According to the band's Web site, "Ceili" (pronounced KAY-lee) is a Gaelic word for "a party with live music and dancing," and "Rain" represents the good things showered down on us from the heavens above. It's an appropriate name, because Erasers On Pencils is a party for your ears and a blessing from above.

Ceili Rain is an undeniably Irish band, but it's not purely Irish. They're like The Beatles with a Celtic influence, with maybe a bit of Grateful Dead thrown in. There are many Celtic bands out there working hard to remain faithful to the sound and traditions of their heritage. But Ceili Rain offers a nice twist—rather than a Celtic band trying to rock, they're a rock band with a Celtic flavor. They capture this blend brilliantly thanks to some classic-pop/rock savvy and smart songwriting. The band's frontman, Bob Halligan Jr., has written a lot of well-known songs for artists such as Eli, Bob Carlisle, Rebecca St. James,, Cher, Judas Priest, and Michael Bolton. His songwriting is instantly catchy with thought-provoking lyrics. He's got to be one of Christian music's best-kept secrets. And the musicianship! Solid all the way around. There are numerous instruments—including drums, accordian, guitars, bass, fiddles, and bagpipes—and instrumentalists, and it's difficult to single out any one because they're all so good.

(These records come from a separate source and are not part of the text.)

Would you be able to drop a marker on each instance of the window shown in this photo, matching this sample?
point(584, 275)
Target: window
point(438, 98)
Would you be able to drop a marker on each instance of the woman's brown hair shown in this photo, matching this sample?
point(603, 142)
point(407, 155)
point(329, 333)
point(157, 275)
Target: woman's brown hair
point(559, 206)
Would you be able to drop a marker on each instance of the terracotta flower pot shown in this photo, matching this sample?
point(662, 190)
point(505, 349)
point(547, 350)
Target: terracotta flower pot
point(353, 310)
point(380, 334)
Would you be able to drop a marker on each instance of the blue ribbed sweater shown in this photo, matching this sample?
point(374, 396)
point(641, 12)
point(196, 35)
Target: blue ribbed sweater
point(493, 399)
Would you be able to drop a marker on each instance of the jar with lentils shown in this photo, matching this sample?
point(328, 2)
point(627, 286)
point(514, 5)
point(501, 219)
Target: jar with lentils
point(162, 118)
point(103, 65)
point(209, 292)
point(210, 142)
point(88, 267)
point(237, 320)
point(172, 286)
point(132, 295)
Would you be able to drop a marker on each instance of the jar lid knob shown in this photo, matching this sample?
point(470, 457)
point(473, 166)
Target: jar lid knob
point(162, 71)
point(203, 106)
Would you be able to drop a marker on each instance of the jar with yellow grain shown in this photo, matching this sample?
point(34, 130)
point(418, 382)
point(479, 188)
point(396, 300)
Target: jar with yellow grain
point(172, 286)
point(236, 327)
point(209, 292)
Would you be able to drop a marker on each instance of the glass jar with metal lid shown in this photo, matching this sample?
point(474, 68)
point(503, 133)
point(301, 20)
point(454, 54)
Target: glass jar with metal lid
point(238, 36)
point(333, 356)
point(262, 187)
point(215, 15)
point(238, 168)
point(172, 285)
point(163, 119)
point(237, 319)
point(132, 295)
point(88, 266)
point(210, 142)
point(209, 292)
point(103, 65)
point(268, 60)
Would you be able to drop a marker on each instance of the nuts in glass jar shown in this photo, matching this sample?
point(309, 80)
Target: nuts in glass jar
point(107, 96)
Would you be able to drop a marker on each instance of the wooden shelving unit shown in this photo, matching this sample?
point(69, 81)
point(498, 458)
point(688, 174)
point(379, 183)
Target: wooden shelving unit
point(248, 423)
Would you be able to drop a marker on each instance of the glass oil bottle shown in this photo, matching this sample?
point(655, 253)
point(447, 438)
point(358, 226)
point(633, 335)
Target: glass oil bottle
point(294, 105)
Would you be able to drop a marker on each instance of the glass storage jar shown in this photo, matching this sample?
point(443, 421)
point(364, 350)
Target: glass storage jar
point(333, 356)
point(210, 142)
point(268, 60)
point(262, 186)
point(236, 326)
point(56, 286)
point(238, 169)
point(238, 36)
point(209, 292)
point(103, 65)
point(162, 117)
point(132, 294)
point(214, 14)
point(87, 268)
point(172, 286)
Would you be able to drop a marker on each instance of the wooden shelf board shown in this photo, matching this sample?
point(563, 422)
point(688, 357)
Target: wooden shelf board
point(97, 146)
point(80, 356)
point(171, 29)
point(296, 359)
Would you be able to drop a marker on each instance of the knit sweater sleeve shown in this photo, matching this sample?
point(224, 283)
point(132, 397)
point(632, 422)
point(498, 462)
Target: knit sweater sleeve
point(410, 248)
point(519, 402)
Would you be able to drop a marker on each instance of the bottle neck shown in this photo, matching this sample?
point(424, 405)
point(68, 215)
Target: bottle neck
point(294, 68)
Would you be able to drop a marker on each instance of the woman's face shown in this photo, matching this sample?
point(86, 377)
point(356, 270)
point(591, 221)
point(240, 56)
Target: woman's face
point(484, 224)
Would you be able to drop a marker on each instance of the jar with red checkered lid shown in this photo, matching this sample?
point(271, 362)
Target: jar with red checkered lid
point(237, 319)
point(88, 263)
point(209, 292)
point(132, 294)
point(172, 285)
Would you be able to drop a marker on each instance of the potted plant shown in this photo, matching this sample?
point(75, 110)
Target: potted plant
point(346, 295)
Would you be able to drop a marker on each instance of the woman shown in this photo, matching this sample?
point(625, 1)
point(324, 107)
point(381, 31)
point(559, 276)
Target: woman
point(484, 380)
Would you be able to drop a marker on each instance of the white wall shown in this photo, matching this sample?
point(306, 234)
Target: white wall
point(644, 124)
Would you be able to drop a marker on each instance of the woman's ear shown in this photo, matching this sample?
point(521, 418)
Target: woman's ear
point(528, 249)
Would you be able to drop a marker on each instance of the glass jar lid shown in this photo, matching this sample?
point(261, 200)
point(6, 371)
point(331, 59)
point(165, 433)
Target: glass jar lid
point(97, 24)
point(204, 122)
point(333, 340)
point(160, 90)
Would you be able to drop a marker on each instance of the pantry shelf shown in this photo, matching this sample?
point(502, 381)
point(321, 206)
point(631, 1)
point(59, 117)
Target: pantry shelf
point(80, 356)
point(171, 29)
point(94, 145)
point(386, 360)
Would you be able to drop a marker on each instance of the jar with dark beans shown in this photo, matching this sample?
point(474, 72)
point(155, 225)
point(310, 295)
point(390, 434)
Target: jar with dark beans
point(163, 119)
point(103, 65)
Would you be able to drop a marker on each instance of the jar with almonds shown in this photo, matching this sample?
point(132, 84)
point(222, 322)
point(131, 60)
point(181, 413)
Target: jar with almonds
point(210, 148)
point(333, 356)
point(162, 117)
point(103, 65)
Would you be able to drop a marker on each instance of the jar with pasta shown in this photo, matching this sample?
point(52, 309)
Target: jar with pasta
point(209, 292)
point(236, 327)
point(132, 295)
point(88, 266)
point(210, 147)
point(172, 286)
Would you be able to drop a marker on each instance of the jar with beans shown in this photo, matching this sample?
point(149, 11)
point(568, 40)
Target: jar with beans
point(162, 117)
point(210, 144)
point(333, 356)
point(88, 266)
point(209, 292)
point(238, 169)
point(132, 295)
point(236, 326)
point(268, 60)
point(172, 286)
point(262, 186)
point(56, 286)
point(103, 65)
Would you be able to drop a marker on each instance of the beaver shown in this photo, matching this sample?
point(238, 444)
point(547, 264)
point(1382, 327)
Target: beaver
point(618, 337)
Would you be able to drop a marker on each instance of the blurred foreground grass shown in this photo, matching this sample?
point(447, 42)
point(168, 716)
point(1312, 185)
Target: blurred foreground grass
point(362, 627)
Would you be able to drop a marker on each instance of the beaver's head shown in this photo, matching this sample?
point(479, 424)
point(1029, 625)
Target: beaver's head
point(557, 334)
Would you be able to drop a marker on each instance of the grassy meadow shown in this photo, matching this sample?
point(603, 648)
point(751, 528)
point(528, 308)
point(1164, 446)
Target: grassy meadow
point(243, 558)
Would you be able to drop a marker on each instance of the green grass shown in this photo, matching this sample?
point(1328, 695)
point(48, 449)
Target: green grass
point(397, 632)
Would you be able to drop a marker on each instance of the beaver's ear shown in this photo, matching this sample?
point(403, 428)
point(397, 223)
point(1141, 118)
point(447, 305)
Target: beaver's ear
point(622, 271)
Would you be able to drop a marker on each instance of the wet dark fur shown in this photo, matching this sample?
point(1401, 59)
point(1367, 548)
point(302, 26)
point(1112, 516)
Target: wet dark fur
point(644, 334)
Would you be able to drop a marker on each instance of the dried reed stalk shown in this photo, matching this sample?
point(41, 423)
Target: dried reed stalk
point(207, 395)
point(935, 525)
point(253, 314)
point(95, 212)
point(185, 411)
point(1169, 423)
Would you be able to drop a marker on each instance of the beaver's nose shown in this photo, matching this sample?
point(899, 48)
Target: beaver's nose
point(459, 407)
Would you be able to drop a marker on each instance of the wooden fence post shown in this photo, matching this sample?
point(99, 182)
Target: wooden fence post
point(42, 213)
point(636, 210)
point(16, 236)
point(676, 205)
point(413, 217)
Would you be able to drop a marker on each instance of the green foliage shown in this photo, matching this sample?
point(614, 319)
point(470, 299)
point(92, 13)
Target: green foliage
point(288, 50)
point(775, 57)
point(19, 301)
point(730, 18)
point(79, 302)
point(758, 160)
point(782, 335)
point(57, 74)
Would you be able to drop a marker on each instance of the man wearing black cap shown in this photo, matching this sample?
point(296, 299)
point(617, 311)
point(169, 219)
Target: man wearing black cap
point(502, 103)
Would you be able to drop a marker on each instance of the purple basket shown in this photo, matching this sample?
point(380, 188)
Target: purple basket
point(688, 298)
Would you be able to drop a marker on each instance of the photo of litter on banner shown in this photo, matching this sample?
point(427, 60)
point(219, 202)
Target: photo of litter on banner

Bob is a great lead vocalist, often reminding me of John Lennon—especially on the song "Long For You," which makes a simple but effective case for the existence of God. "Junkyard" is a passionate rocker about shunning the temptations and ugly things of this world. It, too, shows a strong Lennon influence. The title track is actually a Latin number (yes, Latin), and it provides a nice illustration about forgiveness. "God Done Good," a song about God's faithful answers to prayers, is a great rocker flavored with Highland pipes, flutes, fiddles and a little bit of Rebecca St. James near the end. For straight-up Irish music, there's "Jigorous" and "Tween the Jigs & the Reels." And you can guess what kind of music is featured in "Life Is a Polka." Clearly, this is a very diverse band that knows how to have fun while remaining thought provoking and spiritual.

We need more Christian artists like this, creating refreshing and original Christian music without resorting cliched lyrics or the latest musical trends. Not all the songs are "distinctly Christian," but that's part of the charm. It is, after all, possible to tell a story and express a Christian truth without even mentioning Jesus or God directly. Some might call such stories parables. If I'd received this album before the end of last year, I would have included it on my year-end Best Of list. I love this album and hope you'll seek it out.